Like I said, Windows 10 supports i686 + Legacy BIOS, as well as x86_64 + Legacy BIOS until at least October 14, 2025.
(***) Yes, using multiple cloud providers is often advantageous to avoid vendor lock-in and provider failures, but scale (at one provider) can result in savings (both expense, and duplication of work supporting the different providers' services). There is statement by a VC regarding startups which is (essentially) everyone should start by using AWS, and then have a plan to move off when their scale is sufficient (of course, many startups never survive sufficiently long to move off, and others simply prefer to spend their (precious) engineering resources in other ways).

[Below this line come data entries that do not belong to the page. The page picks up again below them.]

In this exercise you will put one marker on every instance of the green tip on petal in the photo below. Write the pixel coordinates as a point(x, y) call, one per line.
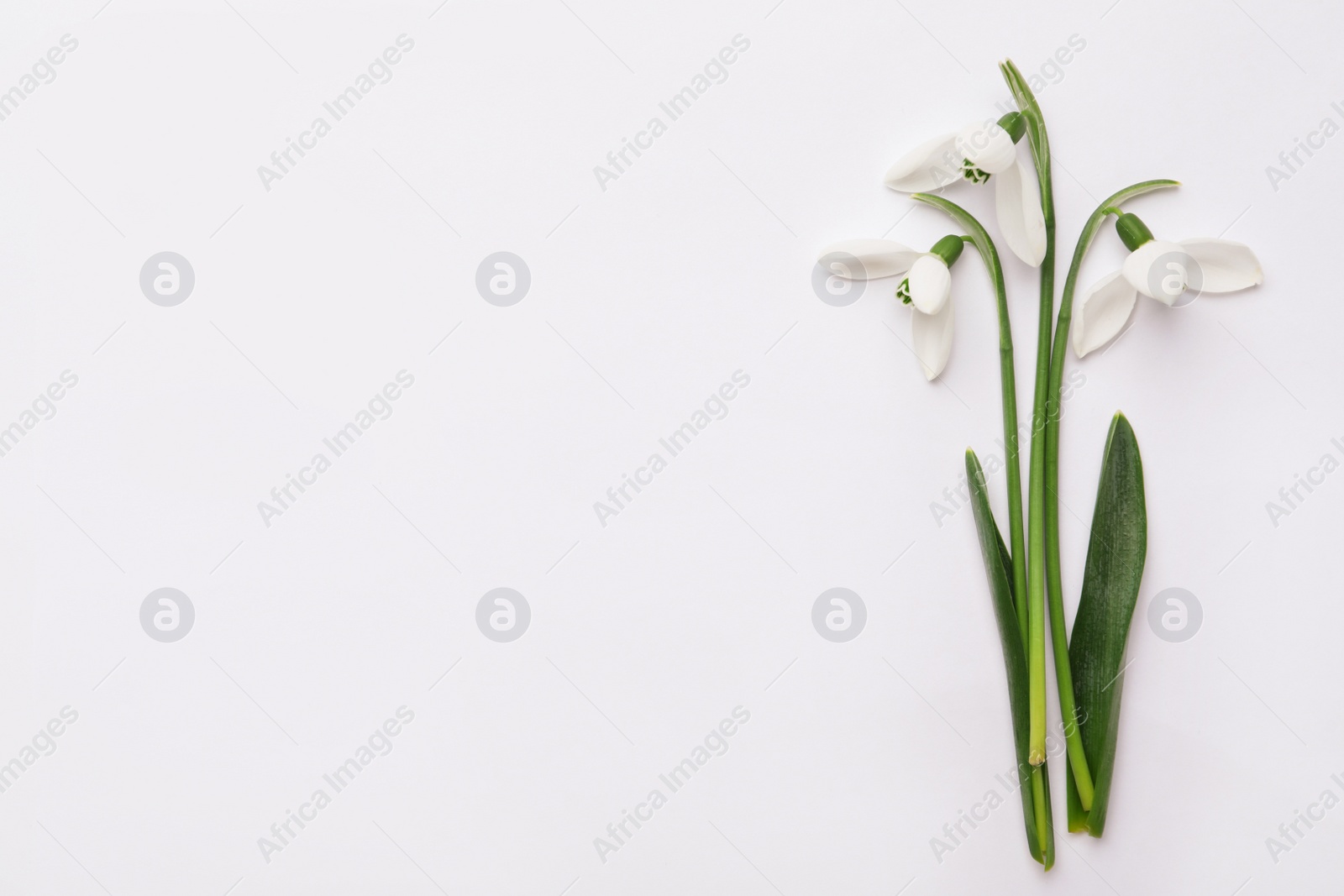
point(1015, 125)
point(948, 249)
point(1133, 231)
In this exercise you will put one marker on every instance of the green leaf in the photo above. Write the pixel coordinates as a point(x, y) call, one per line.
point(1041, 837)
point(1110, 589)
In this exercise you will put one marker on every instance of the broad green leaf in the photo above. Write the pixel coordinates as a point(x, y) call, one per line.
point(1041, 839)
point(1110, 589)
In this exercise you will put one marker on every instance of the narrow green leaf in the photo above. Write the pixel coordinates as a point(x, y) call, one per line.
point(1041, 839)
point(1112, 577)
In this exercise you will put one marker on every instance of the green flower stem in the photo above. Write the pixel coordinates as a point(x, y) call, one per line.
point(1054, 579)
point(1008, 385)
point(1039, 141)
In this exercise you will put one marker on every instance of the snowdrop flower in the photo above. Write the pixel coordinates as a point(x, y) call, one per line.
point(1173, 273)
point(927, 286)
point(980, 152)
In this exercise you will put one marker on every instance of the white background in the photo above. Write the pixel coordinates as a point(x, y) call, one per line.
point(645, 297)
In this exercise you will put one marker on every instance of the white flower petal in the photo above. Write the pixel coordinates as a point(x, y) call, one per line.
point(932, 338)
point(867, 258)
point(931, 284)
point(1101, 312)
point(1160, 270)
point(987, 147)
point(929, 165)
point(1225, 266)
point(1021, 219)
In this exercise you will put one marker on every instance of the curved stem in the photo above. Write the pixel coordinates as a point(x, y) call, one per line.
point(1008, 385)
point(1068, 708)
point(1039, 141)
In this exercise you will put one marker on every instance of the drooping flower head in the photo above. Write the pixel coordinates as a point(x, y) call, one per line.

(****) Yes, some hope coreboot/linuxboot can replace UEFI (and it can in some use cases). But unless/until MS embraces it, UEFI is the answer (even if one is still discussing the question that was asked).
I believe the PC-compatible coreboot payloads are the way to go - either coreboot+SeaBIOS or coreboot+TianoCore. I don't know what's the state of TianoCore and whether it works on real hardware. I have one working system with coreboot+SeaBIOS (it's a Chromebook) and I'd like to be able to use it.